Before loading anything in BoxJelly, you should ensure that the settings are correct. Select Settings from the File menu or press Ctrl+,.


Open a video and track file

From the main window, navigate to the File menu and select Open, or press Ctrl+O.


A dialog will appear asking you to select a video and track file.


BoxJelly can open a video either from your local filesystem or from a URL.

Track file

BoxJelly currently only supports local track files. There are several track file formats available, documented here. If you have a suggestion or need for another format, please create an issue in the BoxJelly repository.

YOLOv5-DeepSort (.txt)

This format is a modification of the MOT challenge format to suit the MBARI VARS Annotation Assistance (VARS-AA/VAA) project. Each line in the file is contains the following space-delimited information:

<frame> <id> <bb_left> <bb_top> <bb_width> <bb_height> <conf> <label>
  • <frame> is the frame number of the track.
  • <id> is the integer track ID. Internally, these are remapped to UUIDs for consistency with the other track formats.
  • <bb_left> is the left bounding box coordinate.
  • <bb_top> is the top bounding box coordinate.
  • <bb_width> is the width of the bounding box.
  • <bb_height> is the height of the bounding box.
  • <conf> is the confidence of the bounding box, a floating-point number 0-1.
  • <label> is the label of the bounding box. This can be any string, including spaces.

Deepsea-Track (.tar.gz)

This format is the default output of the VAA deepsea-track stack. The .tar.gz archive must contain one file per frame, named f<frame number>.json; e.g.: f0000001.json. The JSON schema is documented within the deepsea-track repository.

JSON (.json)

This format is a more concise, human-readable representation of tracks as JSON and serves mostly for debug purposes. Notably, a track in this format contains an internal list of its own detections, as opposed to the alternative formats which maintain a flat representation of detections by frame.

BoxJelly (track) window

The main window of BoxJelly shows the track panel, consisting of the track list (left) and track timeline (right). The track list shows the ID and label of each track, whereas the track timeline shows the portion of the video spanned by each track. These two views are synchronized.

Track panel

Track list

The track list allows selection of tracks. Click on the track's entry in the list to select it. Ctrl and Shift can be used to select multiple tracks.

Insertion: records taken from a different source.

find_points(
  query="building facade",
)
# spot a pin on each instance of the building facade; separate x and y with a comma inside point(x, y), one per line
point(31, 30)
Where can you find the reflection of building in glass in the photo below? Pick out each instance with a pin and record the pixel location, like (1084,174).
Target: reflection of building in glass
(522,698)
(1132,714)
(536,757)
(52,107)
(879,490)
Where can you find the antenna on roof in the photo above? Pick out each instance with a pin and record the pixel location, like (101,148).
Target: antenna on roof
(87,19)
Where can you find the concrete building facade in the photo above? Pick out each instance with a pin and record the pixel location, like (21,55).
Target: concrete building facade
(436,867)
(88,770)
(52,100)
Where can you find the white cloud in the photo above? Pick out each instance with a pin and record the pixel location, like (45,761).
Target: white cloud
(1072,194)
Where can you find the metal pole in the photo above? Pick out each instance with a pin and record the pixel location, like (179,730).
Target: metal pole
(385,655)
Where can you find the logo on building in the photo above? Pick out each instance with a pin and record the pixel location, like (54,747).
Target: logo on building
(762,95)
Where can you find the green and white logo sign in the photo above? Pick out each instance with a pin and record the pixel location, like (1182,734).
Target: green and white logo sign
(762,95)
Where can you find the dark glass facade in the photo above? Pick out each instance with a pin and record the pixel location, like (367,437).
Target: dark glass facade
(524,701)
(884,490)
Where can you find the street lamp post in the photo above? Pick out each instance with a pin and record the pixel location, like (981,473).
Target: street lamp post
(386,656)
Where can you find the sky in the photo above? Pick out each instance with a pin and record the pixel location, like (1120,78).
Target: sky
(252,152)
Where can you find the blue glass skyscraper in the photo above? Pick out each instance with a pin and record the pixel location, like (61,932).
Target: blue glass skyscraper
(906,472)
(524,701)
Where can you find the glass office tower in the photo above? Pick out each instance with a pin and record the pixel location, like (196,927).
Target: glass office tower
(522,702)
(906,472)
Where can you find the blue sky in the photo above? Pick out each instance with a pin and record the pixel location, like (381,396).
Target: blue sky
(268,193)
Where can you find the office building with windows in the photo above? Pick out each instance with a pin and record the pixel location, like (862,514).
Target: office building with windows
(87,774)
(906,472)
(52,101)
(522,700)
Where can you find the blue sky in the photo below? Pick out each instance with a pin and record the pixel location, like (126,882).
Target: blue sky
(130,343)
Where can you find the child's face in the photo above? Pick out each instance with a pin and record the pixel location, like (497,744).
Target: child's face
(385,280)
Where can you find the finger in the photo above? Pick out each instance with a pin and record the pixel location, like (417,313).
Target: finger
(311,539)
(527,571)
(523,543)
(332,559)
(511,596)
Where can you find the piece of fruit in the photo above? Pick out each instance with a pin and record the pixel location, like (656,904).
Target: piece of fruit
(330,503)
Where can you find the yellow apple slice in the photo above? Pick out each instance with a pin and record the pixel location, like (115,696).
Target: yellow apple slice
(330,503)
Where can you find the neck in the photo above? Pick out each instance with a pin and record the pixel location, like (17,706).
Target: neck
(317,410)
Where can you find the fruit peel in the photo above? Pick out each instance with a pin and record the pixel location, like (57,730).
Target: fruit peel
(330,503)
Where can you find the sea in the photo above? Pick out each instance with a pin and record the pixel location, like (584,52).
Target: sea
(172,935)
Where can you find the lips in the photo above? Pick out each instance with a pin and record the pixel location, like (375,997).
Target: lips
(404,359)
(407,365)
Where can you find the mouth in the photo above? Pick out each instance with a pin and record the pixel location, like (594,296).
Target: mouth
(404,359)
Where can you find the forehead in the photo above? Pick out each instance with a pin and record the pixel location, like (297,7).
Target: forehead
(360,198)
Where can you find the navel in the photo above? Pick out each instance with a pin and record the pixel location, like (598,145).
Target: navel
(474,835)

Note: Due to a limitation in Cthulhu's interface, selecting tracks can be slow and BoxJelly may freeze for a few seconds until Cthulhu can process the selection.

For aesthetic reasons, track IDs (UUIDs) are truncated to their first 8 characters when displayed. Hovering over a track in the list will show the track's full UUID.

Track timeline

Clicking on a track in the timeline will select it.

In addition, the ruler at the top of the timeline shows frame numbers. Clicking anywhere on the ruler will seek the video to the desired frame.

Scrolling up/down in the track timeline will show earlier/later tracks by start frame.

Scrolling left/right in the track timeline will move the displayed window of time into the video displayed. This window can be rescaled by Ctrl+scrolling.

A red line indicates the current frame. When the video is playing, the view will scroll automatically to keep the current frame in view.

Cthulhu (video) window

When a video is loaded, Cthulhu will open a video window. This window is synchronized with the BoxJelly window.

Video window

Editing tracks

BoxJelly currently offers a number of ways to edit tracks. All editing actions are available from the Edit menu. Additionally, all actions are undo/redoable with Ctrl+Z/Ctrl+Shift+Z.

Relabel (Ctrl+R)

Select a track or multiple tracks and click on the Relabel button in the Edit menu. A dialog will appear asking you to enter a new label.


Delete (Del)

Select a track or multiple tracks and click on the Delete button in the Edit menu. The track will be removed from the track list and the track timeline.

Split (Ctrl+N)

Select a track and seek the video to the moment where you would like to split the track, then click on the Split button in the Edit menu. A new track will be created at the given moment.

Merge (Ctrl+M)

Select two or more tracks and click on the Merge button in the Edit menu. The tracks will be merged into a single track with a new ID.

Save tracks

BoxJelly will save tracks to the same format you opened the track file with.

You can save to the same location with the Save (Ctrl+S) button in the File menu, or you can save to a different location with the Save As (Ctrl+Shift+S) button. The Save As button will prompt you to select a location to save the track file.